Why the change? The population numbers are usually collected by counting nests and examining the dung left outside each site. Every gorilla builds a nest and before leaving home in the morning, defecates outside. It seemed like a good way to count the animals with minimal human disturbance. But a new genetic method of counting yields different numbers. A team from the Max Planck Institute for Evolutionary Anthropology in Liepzig, Germany tested DNA samples from each of the dung piles and found the number of gorillas dropped by ten percent.
"We assumed that each individual constructs a single nest, but genetic analysis shows that several individuals construct more than one nest," says Katerina Guschanski, head of the German research team. Like lowland gorillas, the mountain variety will make new nests when the original becomes damaged by weather or will simply move on when the nest becomes uncomfortable.

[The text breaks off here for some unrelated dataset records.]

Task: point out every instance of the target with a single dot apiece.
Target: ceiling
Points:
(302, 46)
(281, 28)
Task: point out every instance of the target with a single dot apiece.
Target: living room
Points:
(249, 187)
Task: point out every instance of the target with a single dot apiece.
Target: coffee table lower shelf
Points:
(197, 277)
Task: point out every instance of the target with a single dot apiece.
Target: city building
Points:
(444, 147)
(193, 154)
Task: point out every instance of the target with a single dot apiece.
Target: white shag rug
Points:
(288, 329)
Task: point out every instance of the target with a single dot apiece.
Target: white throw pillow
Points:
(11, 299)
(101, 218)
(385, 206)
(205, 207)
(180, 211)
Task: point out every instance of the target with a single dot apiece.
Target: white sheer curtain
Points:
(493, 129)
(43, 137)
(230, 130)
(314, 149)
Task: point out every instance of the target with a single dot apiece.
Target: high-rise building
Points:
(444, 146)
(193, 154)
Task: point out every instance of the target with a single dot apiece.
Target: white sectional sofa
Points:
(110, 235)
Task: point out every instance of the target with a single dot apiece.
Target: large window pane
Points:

Gorillas survive in only two places in the world: the Bwindi Impenetrable National Park and the Virunga National Park in the Democratic Republic of Congo. Population numbers from the Congo are not expected to change because the gorillas are accustomed to human contact and are counted directly.
Still, the news is discouraging. The mountain gorilla population may not be increasing like once believed. According to census data based on the old counting method, the population had grown from 300 in 1997 to 320 in 2003. However, the accuracy of the data is questionable. "Now we don't really know what is happening with this population," says Guschanski. "Probably the safest thing is to assume that the population is stable, but we will need to wait for another four to five years to assess how it is changing."
[Via New Scientist]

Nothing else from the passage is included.